According to GE, in 2014 the company will resume factory development with plans to build modules which will be expected to reach 15%, up from the current 13% conversion. Based on this announcement, chances are we will never hear about it again. The truth is that by 2014 modules made from polysilicon will be reaching levels of 17 to 19% conversion; moreover, this will be at prices that will match or be even lower than any thin-film manufacturer. In recent research some of the analysts expect c-Si modules to sell in 2015 at $0.50 per watt on average, with cost expectations in the area of $0.40 per watt. While there is no doubt that CdTe manufacturing offered low-cost production in the past, the question is whether it can offer it with the advantage over polysilicon in the future.
Certainly today this is not the case. Chinese manufacturers speak about all-in costs below $0.60 per watt; this is below the most efficient thin-film production cost. Things can only get worse from here. At an expected module average conversion of 18% in 2015, c-Si module will be 20% more efficient than any CdTe module, including one from First Solar (NASDAQ: FSLR). The company in their recent Q1 presentation provided investors with a 5-year plan including an objective to reach 15% efficiency. However, FSLR’s plan sees this conversion in 2016. So with the estimated cost production of $0.40 per watt for poly modules, the CdTe module would have to drop to $0.32 per watt just to match the conversion curve and get the same gross margin. In order for the project to match the actual output, its scale would have to physically be 20% larger. Including documented degradation of CdTe panels, the cost associated with added land (up to 30%) and extra maintenance, it would make the venture certainly more expensive, giving less return to the plant owner. So the answer is a clear “no.”
It is an unfortunate coincidence that during the same week when GE had pulled the plug on the CdTe module factory, Abound Solar filed for bankruptcy. In reality Abound was destined to lose, given its small scale and lack of any technological advantage in the same CdTe peer group with the likes of First Solar and GE.
Abound had left a trail of projects in India with no upkeep for developers in this country. India, in order to support the national solar program, created a domestic content requirement for polysilicon products, but strangely not for thin-film, essentially giving an advantage to the US firms. While domestic manufacturers have no ability to sustain increasing national demand, in light of the Abound failure and the new information on high temperature degradation affecting CdTe modules, Indian Mission is faced with a dilemma when assessing the future of the program. Every now and then voices are raised to emulate the form of the US duties on Chinese products, but India needs to be considerate of the repercussions not only to the national trade – China is the second-largest trade partner – but also to its internal objectives regarding solar energy goals.

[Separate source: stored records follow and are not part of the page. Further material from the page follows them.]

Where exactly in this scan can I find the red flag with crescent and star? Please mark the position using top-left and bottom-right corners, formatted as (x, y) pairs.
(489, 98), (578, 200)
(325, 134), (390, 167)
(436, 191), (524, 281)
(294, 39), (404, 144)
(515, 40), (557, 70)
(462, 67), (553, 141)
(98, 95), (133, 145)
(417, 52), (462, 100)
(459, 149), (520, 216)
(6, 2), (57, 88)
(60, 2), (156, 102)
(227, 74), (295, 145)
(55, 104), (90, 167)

The trouble with poor conversion is not only related to CdTe modules, but to the entire thin-film family. The issues are also worldwide. The Chinese company Trony Solar had warned investors about continued losses into 2012; this amorphous-silicon, thin-film company was halted on the Hong Kong stock exchange due to accounting concerns on top of operational hurdles. Taiwanese Auria Solar Co. stopped trading as it failed to submit financial reports on time. In March the company was asking the government for help to roll over its loans, faced with millions in losses. At various times during the last twelve months Suntech Solar (NYSE:STP), LDK Solar (NYSE: LDK), and Taiwanese Green Tech Energy had all stopped their thin-film development.
GE is probably just the first of the conglomerates to start the trend. South Koreans had pulled the plug on their polysilicon expansion last year, finding it impossible to cope with the glut and ASP, firstly, and unable to compete on costs against the Chinese, secondly. The low cost of thin-film offered LG, Hyundai and Samsung a chance to keep their presence and reasonable participation in the market. Perhaps now will be the time to exit the industry, since the conditions are no longer there, and the future of thin-film seems “thin” in comparison to polysilicon based products.